Fourthly, we consider the energy efficiency maximization problem for a single-user distributed
antenna system over the Nakagami-m fading channels, where EE is defined as the ratio
of the average SE to the average total power consumption. In addition to the conventional peak
power constraints for each RAU, the average power constraint for each RAU is also taken into
account in the optimization problem due to the limited power budget. We first adopt the fractional programming method to transform the original fractional objective function into a more tractable subtractive form. Then, the dual variables associated with average power constraints are introduced to decompose several independent subproblems, the solution of which can be obtained in closed form by analyzing the KKT conditions. The subgradient method is used to update the dual variables, and the online algorithm is adopted to track the average power in order to calculate the subgradient. For the special case of two RAUs, the closed-form expression of the average power is derived, which facilitates direct applications without the need for training. Simulation results demonstrate the fast convergence of our proposed algorithm and the performance gain of nearly 40% over the the existing algorithms in terms of the EE performance.

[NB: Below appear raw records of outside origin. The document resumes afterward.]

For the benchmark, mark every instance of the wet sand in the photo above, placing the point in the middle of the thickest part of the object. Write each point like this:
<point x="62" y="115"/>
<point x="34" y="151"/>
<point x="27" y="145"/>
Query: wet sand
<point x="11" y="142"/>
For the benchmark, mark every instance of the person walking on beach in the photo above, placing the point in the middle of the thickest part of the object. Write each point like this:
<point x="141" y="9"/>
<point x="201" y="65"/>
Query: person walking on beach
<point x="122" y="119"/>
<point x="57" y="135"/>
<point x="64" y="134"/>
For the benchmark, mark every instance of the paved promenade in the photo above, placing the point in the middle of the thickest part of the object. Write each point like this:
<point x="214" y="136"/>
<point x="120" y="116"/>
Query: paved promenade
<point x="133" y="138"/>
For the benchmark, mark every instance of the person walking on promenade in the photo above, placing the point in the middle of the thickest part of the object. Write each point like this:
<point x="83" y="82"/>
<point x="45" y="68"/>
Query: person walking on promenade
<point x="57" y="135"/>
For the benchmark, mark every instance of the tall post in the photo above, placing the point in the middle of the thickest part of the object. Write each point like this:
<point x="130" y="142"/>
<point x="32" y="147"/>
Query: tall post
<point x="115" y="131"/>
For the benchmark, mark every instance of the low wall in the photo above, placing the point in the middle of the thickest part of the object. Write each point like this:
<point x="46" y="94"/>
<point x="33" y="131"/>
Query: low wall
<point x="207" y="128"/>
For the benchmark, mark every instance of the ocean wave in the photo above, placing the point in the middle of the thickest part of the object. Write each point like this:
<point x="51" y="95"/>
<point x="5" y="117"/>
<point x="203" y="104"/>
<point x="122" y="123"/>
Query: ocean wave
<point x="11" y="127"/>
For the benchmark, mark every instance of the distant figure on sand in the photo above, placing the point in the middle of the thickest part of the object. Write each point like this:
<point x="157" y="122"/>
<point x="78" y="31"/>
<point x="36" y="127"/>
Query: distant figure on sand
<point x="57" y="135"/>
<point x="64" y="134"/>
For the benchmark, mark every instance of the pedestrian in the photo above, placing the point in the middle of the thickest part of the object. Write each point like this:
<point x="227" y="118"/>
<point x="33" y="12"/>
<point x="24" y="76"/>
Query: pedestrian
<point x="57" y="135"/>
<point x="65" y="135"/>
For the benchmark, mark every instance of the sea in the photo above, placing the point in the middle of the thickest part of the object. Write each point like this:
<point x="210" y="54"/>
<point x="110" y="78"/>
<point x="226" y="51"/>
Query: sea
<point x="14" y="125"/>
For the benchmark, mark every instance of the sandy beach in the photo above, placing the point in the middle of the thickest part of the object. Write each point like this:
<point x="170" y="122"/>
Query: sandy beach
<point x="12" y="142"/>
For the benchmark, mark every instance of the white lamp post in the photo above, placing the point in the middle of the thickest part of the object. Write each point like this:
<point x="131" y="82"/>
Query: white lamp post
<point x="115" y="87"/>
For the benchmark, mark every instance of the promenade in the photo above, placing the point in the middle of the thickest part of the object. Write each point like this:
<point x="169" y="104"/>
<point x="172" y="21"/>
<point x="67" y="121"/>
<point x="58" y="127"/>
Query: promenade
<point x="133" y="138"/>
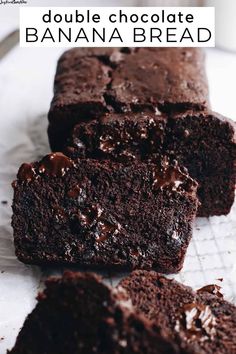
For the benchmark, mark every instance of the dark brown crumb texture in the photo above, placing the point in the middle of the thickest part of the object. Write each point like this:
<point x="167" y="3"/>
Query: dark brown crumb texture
<point x="78" y="314"/>
<point x="200" y="322"/>
<point x="204" y="142"/>
<point x="91" y="82"/>
<point x="103" y="213"/>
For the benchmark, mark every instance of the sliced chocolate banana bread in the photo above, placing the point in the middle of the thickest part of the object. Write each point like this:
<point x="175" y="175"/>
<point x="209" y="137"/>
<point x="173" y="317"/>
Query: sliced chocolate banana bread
<point x="78" y="314"/>
<point x="103" y="213"/>
<point x="204" y="142"/>
<point x="199" y="322"/>
<point x="91" y="82"/>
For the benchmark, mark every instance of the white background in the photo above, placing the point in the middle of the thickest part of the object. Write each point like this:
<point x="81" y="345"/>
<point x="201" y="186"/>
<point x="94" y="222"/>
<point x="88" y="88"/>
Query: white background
<point x="203" y="20"/>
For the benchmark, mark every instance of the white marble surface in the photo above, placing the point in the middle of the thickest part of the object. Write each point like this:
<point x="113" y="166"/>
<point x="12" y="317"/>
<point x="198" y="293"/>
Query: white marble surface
<point x="26" y="79"/>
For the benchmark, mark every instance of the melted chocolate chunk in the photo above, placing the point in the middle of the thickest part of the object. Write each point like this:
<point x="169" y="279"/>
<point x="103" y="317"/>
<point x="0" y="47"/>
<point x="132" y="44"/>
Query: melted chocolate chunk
<point x="105" y="230"/>
<point x="173" y="178"/>
<point x="211" y="289"/>
<point x="26" y="173"/>
<point x="55" y="165"/>
<point x="107" y="144"/>
<point x="92" y="218"/>
<point x="90" y="215"/>
<point x="197" y="322"/>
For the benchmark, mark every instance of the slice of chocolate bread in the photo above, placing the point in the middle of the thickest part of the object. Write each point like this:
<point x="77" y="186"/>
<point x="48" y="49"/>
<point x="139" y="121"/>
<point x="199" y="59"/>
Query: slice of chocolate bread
<point x="119" y="137"/>
<point x="204" y="142"/>
<point x="89" y="83"/>
<point x="103" y="214"/>
<point x="78" y="314"/>
<point x="199" y="322"/>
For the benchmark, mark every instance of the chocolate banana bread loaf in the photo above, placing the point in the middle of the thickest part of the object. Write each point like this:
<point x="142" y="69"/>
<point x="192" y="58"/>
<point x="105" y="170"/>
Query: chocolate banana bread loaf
<point x="204" y="142"/>
<point x="103" y="213"/>
<point x="145" y="314"/>
<point x="78" y="314"/>
<point x="199" y="322"/>
<point x="91" y="82"/>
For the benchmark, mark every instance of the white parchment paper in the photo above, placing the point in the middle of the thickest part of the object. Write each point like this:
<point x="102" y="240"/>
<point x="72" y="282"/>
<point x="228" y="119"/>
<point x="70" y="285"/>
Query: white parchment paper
<point x="26" y="79"/>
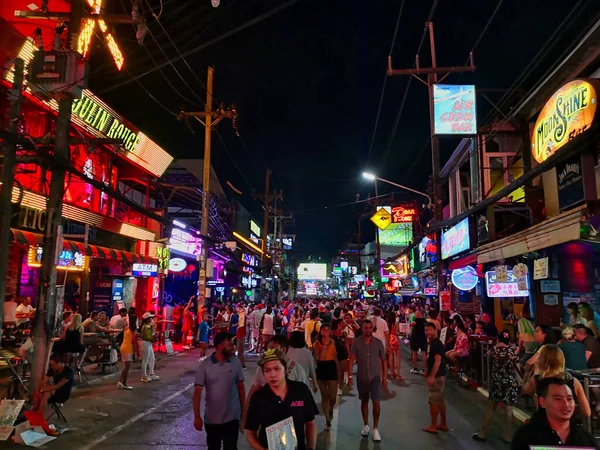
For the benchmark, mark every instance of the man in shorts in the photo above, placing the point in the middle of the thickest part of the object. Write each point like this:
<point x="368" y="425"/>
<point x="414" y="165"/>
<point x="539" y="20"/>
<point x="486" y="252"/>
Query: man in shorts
<point x="436" y="380"/>
<point x="418" y="341"/>
<point x="369" y="353"/>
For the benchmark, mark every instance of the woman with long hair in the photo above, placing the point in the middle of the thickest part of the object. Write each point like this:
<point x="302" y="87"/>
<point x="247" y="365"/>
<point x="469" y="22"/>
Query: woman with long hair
<point x="461" y="346"/>
<point x="327" y="372"/>
<point x="551" y="364"/>
<point x="394" y="359"/>
<point x="504" y="387"/>
<point x="527" y="343"/>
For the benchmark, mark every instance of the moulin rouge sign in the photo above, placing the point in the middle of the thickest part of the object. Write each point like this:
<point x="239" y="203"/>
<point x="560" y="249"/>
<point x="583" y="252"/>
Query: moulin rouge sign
<point x="569" y="113"/>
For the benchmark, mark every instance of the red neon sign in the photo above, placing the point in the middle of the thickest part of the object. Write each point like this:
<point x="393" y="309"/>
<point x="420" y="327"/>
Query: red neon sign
<point x="401" y="214"/>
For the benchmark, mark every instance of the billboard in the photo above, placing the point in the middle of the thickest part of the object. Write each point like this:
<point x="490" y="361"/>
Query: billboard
<point x="456" y="240"/>
<point x="454" y="109"/>
<point x="312" y="271"/>
<point x="568" y="113"/>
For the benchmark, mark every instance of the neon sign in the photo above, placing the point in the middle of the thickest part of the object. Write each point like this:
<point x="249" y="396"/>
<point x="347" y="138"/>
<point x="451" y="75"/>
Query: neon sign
<point x="401" y="214"/>
<point x="568" y="113"/>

Fifthly, we solve the energy efficiency maximization problem for multicast services in a
MISO distributed antenna system. A novel iterative algorithm is proposed, which consists of solving two subproblems iteratively: the power allocation problem and the beam direction updating
problem. The former subproblem can be equivalently transformed into a one-dimension
quasi-concave problem that is solved by the golden search method. The latter problem can be
efficiently solved by the existing method. Simulation results show that the proposed algorithm
achieves significant EE performance gains over the existing rate maximization method. In addition, when the backhaul power consumption is low, the EE performance of the DAS is better
than that of the centralized antenna system.